Messner has sponsored more than 100 community youth sports teams, ranging from Pop Warner football to Little League baseball, as well as numerous high school and college athletic programs.
Messner also provides 27 local elementary schools with certificates redeemable for game tokens after students read a designated number of hours. More than 1 million game tokens have been provided through this partnership with school literacy programs.
Additionally, he has donated more than 250,000 certificates good for a free small pizza. The certificates are given to elementary students for achievements such as perfect attendance and making the honor roll.
“We try to be a hub for the neighborhood and community,” explains Messner, who speaks at school career days about restaurant opportunities and works 5.5 days a week. “I want to make sure every kid gets a ride on the merry-go-round and a balloon,” he explains.
Pepi’s Pizza also hosts fund-raising pizza party events, with $2 of every meal served donated to a local school. And, Messner tries to attend at least one PTO meeting annually at each area school. He recalls one such meeting at a new elementary school, where other attendees had never heard of a business showing up for a PTO meeting.

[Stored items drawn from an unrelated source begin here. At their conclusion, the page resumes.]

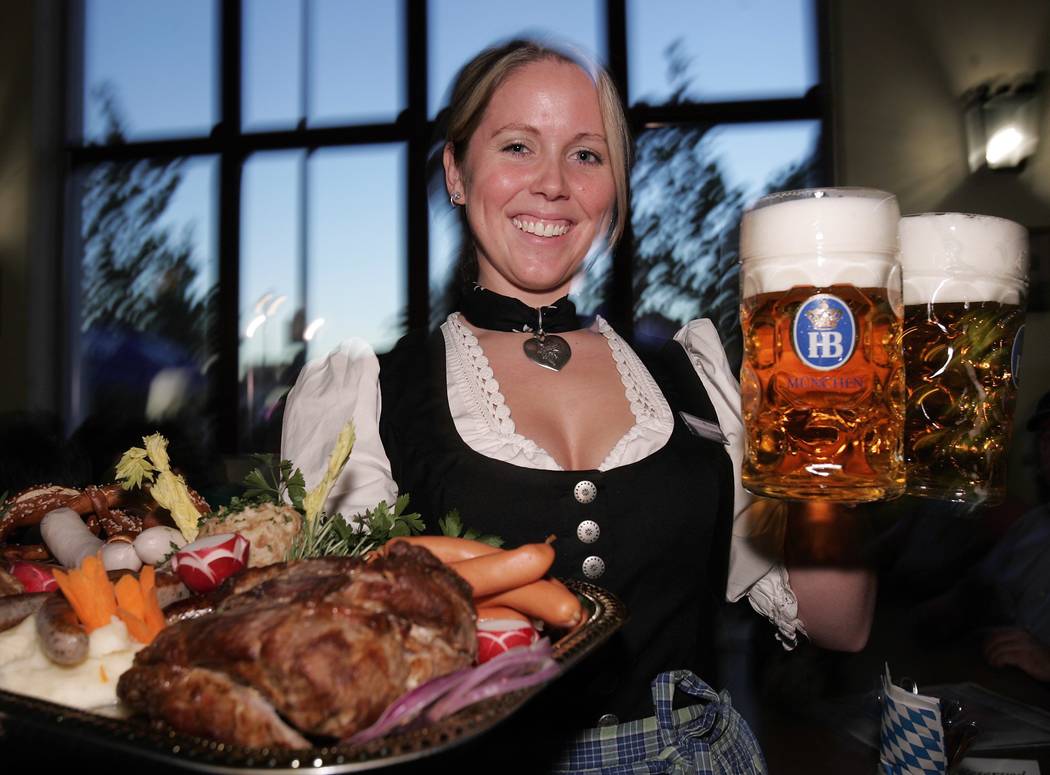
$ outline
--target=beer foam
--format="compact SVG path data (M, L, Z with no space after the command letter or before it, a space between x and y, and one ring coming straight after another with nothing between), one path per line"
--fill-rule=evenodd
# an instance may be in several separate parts
M896 265L899 220L896 197L874 189L762 197L740 222L742 295L797 285L885 287Z
M1005 218L922 213L900 222L904 303L1021 304L1028 287L1028 232Z

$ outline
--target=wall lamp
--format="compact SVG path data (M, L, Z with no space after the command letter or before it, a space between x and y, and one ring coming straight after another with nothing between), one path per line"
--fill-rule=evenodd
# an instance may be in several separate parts
M1021 169L1039 144L1043 73L1000 79L963 95L970 172Z

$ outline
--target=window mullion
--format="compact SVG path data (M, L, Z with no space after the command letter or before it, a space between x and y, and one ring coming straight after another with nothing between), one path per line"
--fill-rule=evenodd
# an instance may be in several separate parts
M605 31L609 52L609 72L616 82L624 103L627 102L627 2L626 0L606 0ZM630 115L630 114L628 114ZM612 277L607 289L608 317L617 329L631 338L634 332L634 283L632 278L632 261L634 253L634 231L631 228L630 213L620 213L624 221L623 236L613 251Z
M226 453L237 451L240 405L238 362L240 341L241 174L244 152L241 134L241 22L243 0L222 0L219 25L219 308L217 371L213 400L217 442Z
M403 0L405 97L409 124L405 165L405 250L408 327L425 328L430 316L430 236L427 218L427 2Z

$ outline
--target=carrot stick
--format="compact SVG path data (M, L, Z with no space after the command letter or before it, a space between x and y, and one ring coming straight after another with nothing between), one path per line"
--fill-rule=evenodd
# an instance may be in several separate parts
M142 602L146 608L146 625L150 630L149 642L152 642L167 624L164 612L160 608L160 602L157 600L156 584L153 566L147 565L139 574L139 586L142 588Z
M121 576L113 588L117 594L117 612L123 608L134 614L138 619L145 621L146 606L142 600L142 587L131 574Z
M139 571L139 586L142 587L142 597L145 598L150 590L157 588L157 575L152 565L143 565Z
M62 590L62 594L66 596L66 600L69 601L70 607L76 613L77 618L81 622L87 621L89 614L87 609L84 608L84 603L80 600L80 596L77 594L76 589L73 587L73 581L62 571L57 568L54 571L55 583L58 584L58 588Z
M109 624L109 620L117 615L117 600L113 592L113 584L106 575L106 568L97 556L85 557L81 566L87 575L89 589L94 593L99 624L103 627Z
M141 579L128 573L114 586L97 557L87 557L80 568L55 570L58 588L66 596L84 630L91 633L109 624L114 616L124 622L128 633L141 643L151 643L164 629L164 612L157 601L156 577L151 565Z
M149 627L146 626L146 623L142 621L142 619L123 608L117 609L117 615L127 626L128 633L131 637L139 643L149 643L152 640L149 633Z

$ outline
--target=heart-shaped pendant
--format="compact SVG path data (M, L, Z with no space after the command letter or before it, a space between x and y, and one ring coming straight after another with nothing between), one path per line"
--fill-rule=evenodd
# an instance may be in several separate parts
M561 371L572 357L569 343L557 334L529 337L521 347L526 358L551 371Z

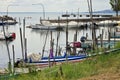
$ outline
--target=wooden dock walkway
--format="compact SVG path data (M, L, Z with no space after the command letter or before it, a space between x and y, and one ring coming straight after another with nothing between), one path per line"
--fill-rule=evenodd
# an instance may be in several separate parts
M120 17L105 17L105 18L93 18L94 22L99 22L99 21L105 21L105 20L120 20ZM75 22L90 22L90 18L83 18L83 19L49 19L49 20L42 20L42 21L49 21L51 23L67 23L70 21L75 21Z

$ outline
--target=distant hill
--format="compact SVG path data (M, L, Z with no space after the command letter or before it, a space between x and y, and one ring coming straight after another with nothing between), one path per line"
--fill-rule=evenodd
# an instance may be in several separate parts
M95 11L94 13L114 13L111 9L101 10L101 11Z

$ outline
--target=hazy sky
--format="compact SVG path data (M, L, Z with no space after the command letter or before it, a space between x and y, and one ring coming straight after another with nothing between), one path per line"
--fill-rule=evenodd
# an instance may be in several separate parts
M92 0L93 10L111 9L109 0ZM80 12L88 11L87 0L0 0L0 11L9 12L42 12L42 3L46 12ZM19 5L19 6L16 6Z

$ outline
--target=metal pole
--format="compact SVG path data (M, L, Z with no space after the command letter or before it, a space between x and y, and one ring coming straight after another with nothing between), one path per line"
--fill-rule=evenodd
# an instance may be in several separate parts
M44 8L44 5L43 4L40 4L43 8L43 19L45 20L45 8Z
M8 16L8 10L9 10L9 7L10 7L10 6L18 6L18 5L8 5L8 6L7 6L7 16Z
M9 8L10 5L7 6L7 16L8 16L8 8Z
M43 9L43 19L45 20L45 7L42 3L38 3L38 4L32 4L32 5L41 5L42 9Z

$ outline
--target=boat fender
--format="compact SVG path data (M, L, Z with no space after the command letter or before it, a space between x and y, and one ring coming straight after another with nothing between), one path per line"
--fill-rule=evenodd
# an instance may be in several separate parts
M16 34L12 33L12 38L15 39L16 38Z
M40 54L36 54L36 53L31 53L27 56L28 61L32 61L32 62L36 62L36 61L40 61L41 60L41 55Z

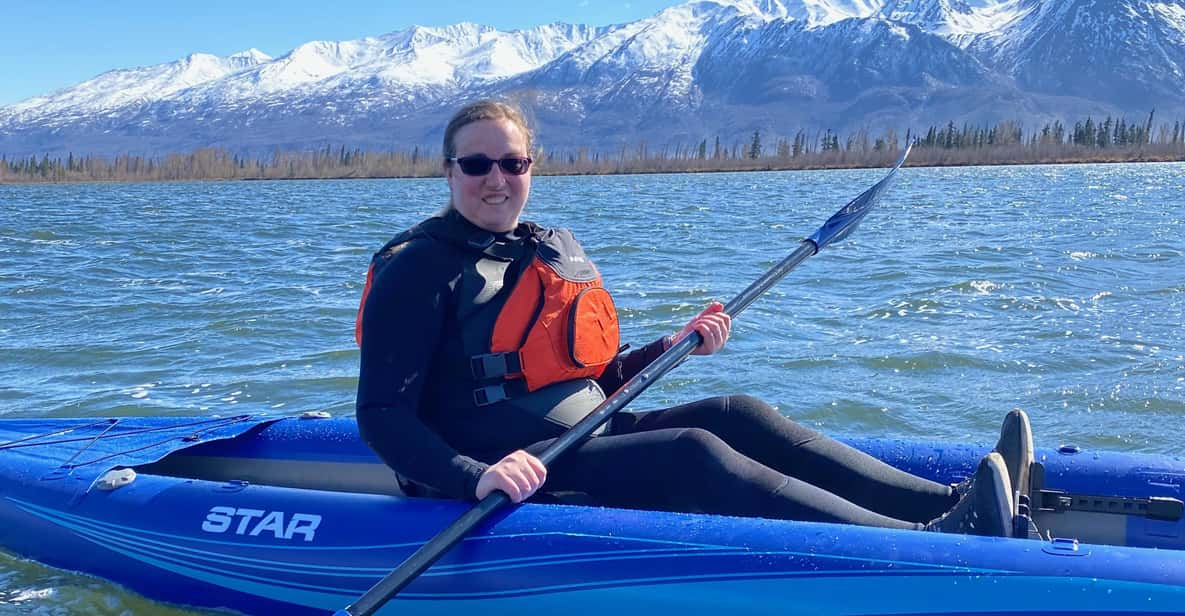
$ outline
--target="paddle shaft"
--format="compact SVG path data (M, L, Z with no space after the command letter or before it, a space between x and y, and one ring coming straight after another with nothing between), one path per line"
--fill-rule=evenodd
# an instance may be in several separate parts
M876 203L877 198L893 177L893 173L897 171L908 155L909 149L907 148L893 167L893 170L884 179L877 182L872 188L861 193L860 196L853 199L840 209L839 212L827 219L827 222L818 231L809 238L802 240L786 258L779 261L754 281L753 284L749 285L748 288L741 291L732 301L728 302L724 307L724 312L733 317L737 316L757 298L761 297L763 293L768 291L770 287L784 278L786 274L789 274L799 263L819 252L820 247L826 246L832 241L838 241L851 233L856 224L864 218L864 215ZM679 362L683 361L702 342L703 336L699 332L692 332L690 335L675 342L658 359L655 359L650 365L643 368L641 372L626 381L613 395L597 405L597 408L593 409L584 419L581 419L576 425L557 438L547 449L544 449L538 456L539 461L544 466L550 466L552 462L569 449L583 442L601 424L608 421L614 413L625 408L634 398L641 395L647 387L650 387L655 381L677 366ZM506 493L500 490L491 492L472 509L465 512L452 524L421 546L420 549L416 550L407 560L403 561L403 564L387 574L382 580L379 580L377 584L366 591L352 605L338 610L334 616L370 616L374 614L383 604L448 553L453 546L465 538L465 535L469 534L470 531L509 502L510 497Z
M776 284L779 280L790 273L799 263L806 260L807 257L815 254L815 243L811 240L803 240L799 243L798 248L790 253L788 257L783 259L780 263L775 265L767 271L756 282L749 285L747 289L742 291L739 295L728 302L724 307L724 312L736 316L740 314L745 308L748 308L762 293L765 293ZM544 466L550 466L557 458L563 455L572 447L587 439L601 424L609 420L614 413L625 408L634 398L637 398L650 387L655 381L661 378L672 368L683 361L692 351L695 350L700 343L703 342L703 337L699 332L692 332L691 335L684 337L671 345L662 355L658 356L650 365L642 369L641 372L634 375L633 378L626 381L612 396L609 396L597 408L581 419L576 425L572 426L567 432L564 432L559 438L555 440L547 449L544 449L539 454L539 461ZM420 549L416 550L414 554L403 561L397 569L392 571L375 584L373 588L366 591L353 605L347 607L343 611L337 612L335 616L370 616L374 614L380 607L383 606L391 597L399 594L408 584L415 580L421 573L431 567L437 560L448 553L453 546L457 545L465 538L469 531L473 530L478 524L481 524L496 512L503 505L510 502L510 497L506 496L505 492L501 490L494 490L488 496L481 499L472 509L466 511L461 517L457 518L447 528L440 531L430 541L425 543Z

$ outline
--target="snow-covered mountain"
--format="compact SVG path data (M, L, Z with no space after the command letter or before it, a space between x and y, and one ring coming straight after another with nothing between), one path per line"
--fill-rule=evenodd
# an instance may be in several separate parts
M0 108L0 153L429 145L518 101L550 148L1185 113L1185 0L693 0L612 27L461 23L193 54Z
M885 0L879 14L957 43L1006 27L1031 5L1031 0Z
M38 96L5 109L17 118L36 120L59 115L102 113L138 101L162 100L194 86L270 62L250 49L225 58L195 53L176 62L103 73L73 88Z
M1025 0L968 49L1031 92L1146 108L1185 94L1185 0Z

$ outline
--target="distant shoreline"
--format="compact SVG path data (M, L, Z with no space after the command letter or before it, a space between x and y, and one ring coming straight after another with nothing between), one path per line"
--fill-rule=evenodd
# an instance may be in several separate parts
M799 130L794 137L664 144L639 140L611 152L587 147L548 149L536 145L534 174L628 175L650 173L724 173L883 168L892 165L905 144L912 144L910 167L1057 165L1185 161L1185 123L1127 123L1108 116L1066 126L1055 121L1025 131L1019 122L992 126L930 126L924 132L895 130L881 136L867 130L840 135ZM242 154L200 148L160 156L48 154L8 158L0 153L0 184L75 182L173 182L217 180L398 179L442 175L439 150L414 146L403 151L348 149L323 144L300 151Z
M1185 149L1177 151L1161 151L1164 148L1146 148L1131 152L1098 151L1087 155L1077 156L1015 156L1001 158L995 156L952 156L951 151L935 152L934 148L916 148L906 163L906 167L1000 167L1021 165L1082 165L1082 164L1124 164L1124 163L1174 163L1185 162ZM958 152L958 151L956 151ZM942 154L945 154L943 156ZM964 154L964 152L958 152ZM966 152L965 154L971 154ZM1093 155L1091 155L1093 154ZM603 175L655 175L655 174L683 174L683 173L751 173L771 171L827 171L840 169L868 169L883 168L893 162L888 154L883 156L835 157L834 160L805 160L819 158L819 156L804 156L804 160L791 158L788 160L776 157L743 159L743 160L631 160L614 163L602 162L583 164L555 164L541 162L535 167L536 177L562 176L603 176ZM338 173L324 170L320 173L292 173L286 175L269 175L266 173L247 174L185 174L170 173L171 177L143 177L141 174L120 176L113 173L108 177L86 177L83 173L56 177L47 174L13 175L0 172L0 185L25 184L86 184L86 183L140 183L140 182L207 182L207 181L270 181L270 180L359 180L359 179L421 179L442 177L437 167L435 172L431 167L423 168L417 164L415 168L407 169L403 173L359 173L358 170L339 169ZM74 176L74 177L70 177ZM79 177L82 176L82 177Z

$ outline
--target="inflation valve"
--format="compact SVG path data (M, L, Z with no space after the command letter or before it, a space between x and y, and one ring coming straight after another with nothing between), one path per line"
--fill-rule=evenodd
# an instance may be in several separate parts
M100 490L114 490L116 488L122 488L135 480L136 471L130 468L117 468L107 471L95 482L95 485Z

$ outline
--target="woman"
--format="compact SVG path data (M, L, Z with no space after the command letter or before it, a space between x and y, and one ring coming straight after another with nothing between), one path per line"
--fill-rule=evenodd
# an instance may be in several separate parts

But it’s all worth it, the modest Messner quickly adds. He tells of a young woman, whom he hadn’t seen in 12 years, who recently paid him a visit. Now a successful computer programmer, she went out of her way to thank him for the valuable lessons and encouragement she received while working at Pepi’s Pizza years ago.
“One of the reasons I do what I do is my employees,” says Messner, who employs about 20 local high school students at any given time and has provided jobs for 1,500 students over the years. Some, he says, come from less-than-desirable family situations and living environments. Many are young teens who already are parents and are trying to finish school.
“For at least four or five hours a day, they can be part of something good and learn good work habits and have a good meal,” says Messner. “I get a chance to work with them and make them feel like someone for a few hours. They may be 16 or 17 now, but they are the leaders in the future.”